= Bhupen Roy =

Indian politician (born 1964)

Bhupen Roy (born 1964) is an Indian politician from the northeastern state of Assam. He is a five time member of the Assam Legislative Assembly. In 2026, he won the Abhayapuri Assembly constituency in Bongaigaon district, representing the Bharatiya Janata Party. Earlier, he represented the Asom Gana Parishad four times from the Abhayapuri North abhayapuri Assembly constituency in 1991, 1996, 2001 and 2011.

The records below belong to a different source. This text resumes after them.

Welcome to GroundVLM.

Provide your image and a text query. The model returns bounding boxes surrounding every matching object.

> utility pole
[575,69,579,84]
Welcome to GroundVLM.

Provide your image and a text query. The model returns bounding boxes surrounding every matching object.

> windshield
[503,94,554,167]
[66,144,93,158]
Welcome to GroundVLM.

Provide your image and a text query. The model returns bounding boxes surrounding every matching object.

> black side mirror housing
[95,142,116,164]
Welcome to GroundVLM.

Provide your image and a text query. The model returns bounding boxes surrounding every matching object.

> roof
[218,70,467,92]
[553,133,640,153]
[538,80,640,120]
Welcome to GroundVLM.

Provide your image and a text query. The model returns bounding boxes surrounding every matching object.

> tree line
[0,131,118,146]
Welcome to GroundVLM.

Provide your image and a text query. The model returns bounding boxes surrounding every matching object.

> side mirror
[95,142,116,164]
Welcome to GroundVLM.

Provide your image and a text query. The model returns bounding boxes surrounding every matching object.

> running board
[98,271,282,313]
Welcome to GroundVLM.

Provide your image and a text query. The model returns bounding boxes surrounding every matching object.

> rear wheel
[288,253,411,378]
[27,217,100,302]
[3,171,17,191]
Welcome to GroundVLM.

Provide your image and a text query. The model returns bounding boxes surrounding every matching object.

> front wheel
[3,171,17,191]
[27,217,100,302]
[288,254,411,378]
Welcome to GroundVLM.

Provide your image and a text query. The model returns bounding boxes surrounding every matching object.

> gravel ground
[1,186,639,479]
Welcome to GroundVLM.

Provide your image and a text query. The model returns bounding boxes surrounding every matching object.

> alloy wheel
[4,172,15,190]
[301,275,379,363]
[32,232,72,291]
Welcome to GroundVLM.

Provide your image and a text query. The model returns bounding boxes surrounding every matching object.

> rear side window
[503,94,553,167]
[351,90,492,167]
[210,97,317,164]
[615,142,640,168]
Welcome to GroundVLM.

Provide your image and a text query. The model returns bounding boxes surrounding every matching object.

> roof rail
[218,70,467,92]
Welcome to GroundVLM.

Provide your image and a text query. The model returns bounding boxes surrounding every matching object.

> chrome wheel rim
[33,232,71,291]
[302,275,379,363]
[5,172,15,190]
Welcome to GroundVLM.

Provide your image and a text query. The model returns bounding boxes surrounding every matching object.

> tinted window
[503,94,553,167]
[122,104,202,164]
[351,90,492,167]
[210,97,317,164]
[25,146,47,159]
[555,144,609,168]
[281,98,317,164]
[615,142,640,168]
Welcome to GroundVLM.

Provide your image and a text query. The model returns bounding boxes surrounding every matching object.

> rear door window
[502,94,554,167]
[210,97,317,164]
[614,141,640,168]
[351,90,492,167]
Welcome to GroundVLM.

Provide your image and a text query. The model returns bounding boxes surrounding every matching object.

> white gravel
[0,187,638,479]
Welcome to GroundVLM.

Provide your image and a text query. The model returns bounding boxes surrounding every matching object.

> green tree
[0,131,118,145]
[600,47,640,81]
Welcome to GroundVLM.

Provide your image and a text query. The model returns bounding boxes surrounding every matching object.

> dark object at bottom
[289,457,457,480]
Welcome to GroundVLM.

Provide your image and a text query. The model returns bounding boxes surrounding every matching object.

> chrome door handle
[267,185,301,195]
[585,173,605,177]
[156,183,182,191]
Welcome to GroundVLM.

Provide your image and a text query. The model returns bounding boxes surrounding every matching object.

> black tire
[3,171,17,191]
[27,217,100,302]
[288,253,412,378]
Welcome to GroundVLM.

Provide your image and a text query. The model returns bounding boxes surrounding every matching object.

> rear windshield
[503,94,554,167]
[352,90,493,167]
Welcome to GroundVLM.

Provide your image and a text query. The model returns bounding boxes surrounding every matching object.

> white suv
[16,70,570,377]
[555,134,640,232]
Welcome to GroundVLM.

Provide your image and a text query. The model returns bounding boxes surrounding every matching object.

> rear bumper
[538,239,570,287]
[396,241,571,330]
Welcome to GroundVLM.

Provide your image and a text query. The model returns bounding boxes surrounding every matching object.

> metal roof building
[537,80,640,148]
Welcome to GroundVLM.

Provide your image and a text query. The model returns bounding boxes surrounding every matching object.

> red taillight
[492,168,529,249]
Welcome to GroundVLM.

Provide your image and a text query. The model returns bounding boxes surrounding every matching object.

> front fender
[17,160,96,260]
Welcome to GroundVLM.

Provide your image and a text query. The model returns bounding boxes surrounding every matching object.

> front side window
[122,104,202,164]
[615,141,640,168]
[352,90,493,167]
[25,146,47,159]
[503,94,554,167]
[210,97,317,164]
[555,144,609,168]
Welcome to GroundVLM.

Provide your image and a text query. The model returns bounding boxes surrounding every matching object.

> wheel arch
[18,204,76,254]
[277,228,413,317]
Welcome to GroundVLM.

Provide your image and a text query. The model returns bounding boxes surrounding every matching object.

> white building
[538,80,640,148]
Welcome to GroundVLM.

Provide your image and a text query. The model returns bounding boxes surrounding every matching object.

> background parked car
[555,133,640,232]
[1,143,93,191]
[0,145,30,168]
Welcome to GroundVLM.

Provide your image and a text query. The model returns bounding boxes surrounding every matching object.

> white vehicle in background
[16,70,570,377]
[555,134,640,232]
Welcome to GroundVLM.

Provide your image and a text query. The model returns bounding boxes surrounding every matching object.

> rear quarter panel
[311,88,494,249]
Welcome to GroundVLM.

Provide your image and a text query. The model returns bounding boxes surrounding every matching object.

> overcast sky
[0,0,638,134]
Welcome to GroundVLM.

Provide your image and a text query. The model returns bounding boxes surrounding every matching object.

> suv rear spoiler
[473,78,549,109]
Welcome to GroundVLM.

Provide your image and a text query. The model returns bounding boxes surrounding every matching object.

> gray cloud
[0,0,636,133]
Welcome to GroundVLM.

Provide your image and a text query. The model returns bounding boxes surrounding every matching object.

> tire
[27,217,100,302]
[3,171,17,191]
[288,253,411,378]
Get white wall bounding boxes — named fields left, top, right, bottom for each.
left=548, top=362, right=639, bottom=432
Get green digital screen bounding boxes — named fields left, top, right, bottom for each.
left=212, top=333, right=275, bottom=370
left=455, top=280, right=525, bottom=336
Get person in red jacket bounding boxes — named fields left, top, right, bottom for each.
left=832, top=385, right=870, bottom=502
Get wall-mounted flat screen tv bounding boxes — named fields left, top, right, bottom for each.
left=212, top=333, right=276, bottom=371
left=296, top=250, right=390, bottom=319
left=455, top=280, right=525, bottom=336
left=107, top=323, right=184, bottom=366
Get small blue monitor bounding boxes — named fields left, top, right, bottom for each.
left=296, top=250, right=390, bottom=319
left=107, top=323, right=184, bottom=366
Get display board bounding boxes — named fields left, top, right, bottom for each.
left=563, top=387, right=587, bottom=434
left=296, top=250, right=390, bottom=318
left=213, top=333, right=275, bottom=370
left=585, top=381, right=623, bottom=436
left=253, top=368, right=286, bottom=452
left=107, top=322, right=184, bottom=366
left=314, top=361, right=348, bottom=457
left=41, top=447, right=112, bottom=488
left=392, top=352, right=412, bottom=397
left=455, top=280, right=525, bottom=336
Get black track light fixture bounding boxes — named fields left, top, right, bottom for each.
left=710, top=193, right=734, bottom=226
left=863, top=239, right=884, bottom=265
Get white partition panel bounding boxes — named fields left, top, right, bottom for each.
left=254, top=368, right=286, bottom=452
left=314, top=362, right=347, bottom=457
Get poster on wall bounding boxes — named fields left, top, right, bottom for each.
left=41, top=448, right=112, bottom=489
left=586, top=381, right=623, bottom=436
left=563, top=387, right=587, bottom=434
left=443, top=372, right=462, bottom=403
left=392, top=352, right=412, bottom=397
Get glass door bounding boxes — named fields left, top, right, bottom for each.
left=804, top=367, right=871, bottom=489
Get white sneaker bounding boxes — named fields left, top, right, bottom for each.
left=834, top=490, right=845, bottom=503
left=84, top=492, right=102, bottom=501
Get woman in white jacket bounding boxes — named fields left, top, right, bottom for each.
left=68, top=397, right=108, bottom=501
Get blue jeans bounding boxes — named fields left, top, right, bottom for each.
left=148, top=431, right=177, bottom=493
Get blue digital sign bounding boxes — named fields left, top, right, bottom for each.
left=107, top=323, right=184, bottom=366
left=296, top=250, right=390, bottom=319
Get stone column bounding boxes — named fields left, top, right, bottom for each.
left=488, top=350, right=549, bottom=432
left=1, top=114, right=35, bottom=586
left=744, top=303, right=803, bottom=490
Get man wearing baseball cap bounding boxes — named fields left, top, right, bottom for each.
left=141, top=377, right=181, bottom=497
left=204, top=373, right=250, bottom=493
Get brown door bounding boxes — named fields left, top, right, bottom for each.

== Early life and education ==
Roy is from Abhayapuri, Bongaigaon district, Assam. He is the son of late Dwijen Roy. He completed his Pre-University course in 1983, and BA in 1988, both at Abhayapuri College, which is affiliated with Gauhati University. He was also the General Secretary of the Abhayapuri college students’ union for 3 consecutive terms. He was also associated to All Assam Students’ Union and was a very strong and prominent leader of the region during the Assam movement and also served as the Organising Secretary of the All Goalpara District Students’ Union (Undivided Goalpara district). He is a cultivator and tea planter. He declared assets worth Rs.2 crore in his affidavit to the Election Commission of India.

== Career ==
Roy won the Abhayapuri Assembly constituency representing the Bharatiya Janata Party in the 2026 Assam Legislative Assembly election. He polled 1,11,154 votes and defeated his nearest rival, Pradip Sarkar of the Indian National Congress, by a margin of 58,926 votes.

Roy contested the 1985 assam assembly election on AGP ticket for the first time but lost in a very small margin. He became an MLA for the first time winning the Abhayapuri North Assembly constituency representing the Asom Gana Parishad in the 1991 Assam Legislative Assembly election and retained the seat for AGP in the 1996 and 2001 Assembly elections. He was also the Chairman of the Marketing board of the Government of Assam from 1996 to 2001. He lost the 2006 election to Abdul Hai Nagori of the Indian National Congress but regained it for AGP again in 2011. He lost the 2016 and 2021 election, on AGP ticket because of the previous demographic population of Abhayapuri North. Later, he moved to BJP and won the 2026 election.